Call for Book Chapters: Magic in the Roman World

‘No One Does Not Fear To Be Spellbound By Curse Tablets’: Magic in the Roman World (8th BCE – 5th CE)

Call for Book Chapters for the second volume of the Advances in the History of Magic, Witchcraft, and Religion Series edited by Dr. Fabrizio Conti (John Cabot University of Rome, Italy). The aim of this volume is to publish original research exploring the role, the meanings, and the uses of magic in the Roman world between the 8th century BCE and the 5th century CE. We are interested in analyzing the approaches towards magic as well as the images, ideas, rituals labeled as magic also in their changing relationships with normative or public religious practices. What was the meaning of magic for those who elaborated on it? How did the idea, concept, and uses of magic change in time throughout the Roman world? How did the approach to magic change in the passage from pagan to Christian Roman societies? Was magic condemned – by whom, in what context, and why? These are only a few, possible questions to which we aim to answer. The volume is open - but is not limited to - to discussions concerning tablets, spells, and literary descriptions of magic in relationship to their cultural, social, juridical, political, and religious contexts as well as to considering specic gures of magicians or practitioners of magic with the techniques and the devices – amulets, talismans, charms, potions, bindings, and curses – employed.
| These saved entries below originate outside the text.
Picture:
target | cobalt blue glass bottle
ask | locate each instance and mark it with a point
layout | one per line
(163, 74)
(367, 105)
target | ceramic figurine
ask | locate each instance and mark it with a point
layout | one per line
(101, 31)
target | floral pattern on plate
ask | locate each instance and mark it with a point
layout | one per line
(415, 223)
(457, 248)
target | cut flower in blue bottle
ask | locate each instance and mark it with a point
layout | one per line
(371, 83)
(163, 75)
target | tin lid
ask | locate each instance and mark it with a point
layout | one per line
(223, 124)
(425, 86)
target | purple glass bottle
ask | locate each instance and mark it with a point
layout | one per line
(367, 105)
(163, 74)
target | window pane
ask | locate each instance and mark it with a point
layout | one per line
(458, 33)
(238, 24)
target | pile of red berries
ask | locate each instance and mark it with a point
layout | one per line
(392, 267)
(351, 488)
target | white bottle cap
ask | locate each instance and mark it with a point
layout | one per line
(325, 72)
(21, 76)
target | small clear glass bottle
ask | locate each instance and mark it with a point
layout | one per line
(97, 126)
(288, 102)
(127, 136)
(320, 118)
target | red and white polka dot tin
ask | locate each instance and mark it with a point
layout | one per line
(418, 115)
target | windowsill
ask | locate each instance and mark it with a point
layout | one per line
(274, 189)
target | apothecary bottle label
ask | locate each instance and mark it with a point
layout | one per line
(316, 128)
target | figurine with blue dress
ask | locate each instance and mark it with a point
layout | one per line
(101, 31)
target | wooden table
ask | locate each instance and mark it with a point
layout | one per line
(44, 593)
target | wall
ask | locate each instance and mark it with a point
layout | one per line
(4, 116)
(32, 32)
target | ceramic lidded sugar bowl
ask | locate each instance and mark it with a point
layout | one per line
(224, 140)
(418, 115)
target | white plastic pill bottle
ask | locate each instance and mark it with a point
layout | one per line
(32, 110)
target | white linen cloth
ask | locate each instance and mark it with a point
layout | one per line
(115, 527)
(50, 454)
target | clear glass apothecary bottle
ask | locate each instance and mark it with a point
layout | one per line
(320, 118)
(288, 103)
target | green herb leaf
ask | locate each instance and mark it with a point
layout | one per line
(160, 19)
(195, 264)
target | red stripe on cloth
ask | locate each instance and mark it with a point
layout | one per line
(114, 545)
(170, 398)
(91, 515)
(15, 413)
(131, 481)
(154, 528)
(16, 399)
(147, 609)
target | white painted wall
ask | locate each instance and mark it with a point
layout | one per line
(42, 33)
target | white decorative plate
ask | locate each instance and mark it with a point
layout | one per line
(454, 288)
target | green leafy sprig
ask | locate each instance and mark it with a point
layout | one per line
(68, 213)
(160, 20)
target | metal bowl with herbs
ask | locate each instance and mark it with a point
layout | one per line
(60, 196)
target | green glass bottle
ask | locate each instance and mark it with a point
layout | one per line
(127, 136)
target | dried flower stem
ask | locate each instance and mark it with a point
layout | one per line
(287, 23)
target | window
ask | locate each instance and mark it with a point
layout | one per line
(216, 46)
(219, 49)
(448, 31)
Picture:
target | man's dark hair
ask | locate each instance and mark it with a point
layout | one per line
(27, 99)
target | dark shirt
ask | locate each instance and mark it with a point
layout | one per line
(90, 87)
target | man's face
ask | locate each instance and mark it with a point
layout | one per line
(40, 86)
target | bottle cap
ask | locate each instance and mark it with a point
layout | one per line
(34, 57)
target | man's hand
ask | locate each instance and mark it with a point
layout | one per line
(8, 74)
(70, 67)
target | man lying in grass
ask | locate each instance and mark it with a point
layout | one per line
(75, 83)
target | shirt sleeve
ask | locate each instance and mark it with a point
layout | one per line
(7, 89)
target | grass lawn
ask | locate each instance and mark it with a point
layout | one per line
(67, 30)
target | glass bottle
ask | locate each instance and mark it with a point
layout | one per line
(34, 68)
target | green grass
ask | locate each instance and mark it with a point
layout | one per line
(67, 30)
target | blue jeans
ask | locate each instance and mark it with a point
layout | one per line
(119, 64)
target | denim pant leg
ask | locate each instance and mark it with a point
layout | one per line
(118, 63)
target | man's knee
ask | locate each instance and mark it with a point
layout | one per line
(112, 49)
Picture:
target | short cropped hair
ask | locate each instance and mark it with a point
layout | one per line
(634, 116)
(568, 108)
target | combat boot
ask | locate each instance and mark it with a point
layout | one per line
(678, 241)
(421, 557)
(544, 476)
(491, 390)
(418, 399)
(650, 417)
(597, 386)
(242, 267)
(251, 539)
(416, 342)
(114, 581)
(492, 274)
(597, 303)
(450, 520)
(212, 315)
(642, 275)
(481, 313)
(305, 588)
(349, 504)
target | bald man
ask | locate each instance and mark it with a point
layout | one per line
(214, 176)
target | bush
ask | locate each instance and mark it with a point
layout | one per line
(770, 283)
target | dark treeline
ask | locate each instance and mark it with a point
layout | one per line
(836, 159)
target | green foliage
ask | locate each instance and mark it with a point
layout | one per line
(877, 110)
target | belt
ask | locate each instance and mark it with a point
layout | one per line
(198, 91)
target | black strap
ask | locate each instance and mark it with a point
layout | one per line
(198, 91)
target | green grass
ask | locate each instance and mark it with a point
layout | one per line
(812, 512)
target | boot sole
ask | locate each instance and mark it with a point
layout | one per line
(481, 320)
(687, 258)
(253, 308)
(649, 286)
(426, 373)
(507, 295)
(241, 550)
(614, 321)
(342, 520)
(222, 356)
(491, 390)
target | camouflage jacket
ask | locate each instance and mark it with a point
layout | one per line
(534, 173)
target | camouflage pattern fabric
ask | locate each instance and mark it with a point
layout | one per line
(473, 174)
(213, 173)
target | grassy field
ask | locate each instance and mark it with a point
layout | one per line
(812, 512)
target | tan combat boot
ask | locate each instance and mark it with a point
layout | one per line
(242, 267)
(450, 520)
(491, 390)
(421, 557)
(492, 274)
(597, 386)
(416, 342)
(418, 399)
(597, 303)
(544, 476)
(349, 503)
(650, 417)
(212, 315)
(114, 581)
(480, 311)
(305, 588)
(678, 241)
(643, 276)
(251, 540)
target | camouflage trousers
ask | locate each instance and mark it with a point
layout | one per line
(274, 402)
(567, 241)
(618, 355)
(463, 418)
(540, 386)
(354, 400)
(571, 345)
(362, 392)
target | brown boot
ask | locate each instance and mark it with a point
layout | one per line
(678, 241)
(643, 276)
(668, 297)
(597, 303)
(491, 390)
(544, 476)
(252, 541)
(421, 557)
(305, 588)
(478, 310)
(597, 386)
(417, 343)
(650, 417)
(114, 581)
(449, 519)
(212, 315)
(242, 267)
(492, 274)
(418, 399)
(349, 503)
We are particularly interested in analyzing the changing nature of magic, of its uses and techniques in shaping interactions with both the human and the supernatural worlds in the context of the Roman civilization.

Expressions of interest via email (a tentative title + a short abstract + short author bio): March 30th, 2020 (We will also accept expressions of interest after this deadline, but we highlight this date as a tentative deadline).

Full paper submission: June 1st, 2020.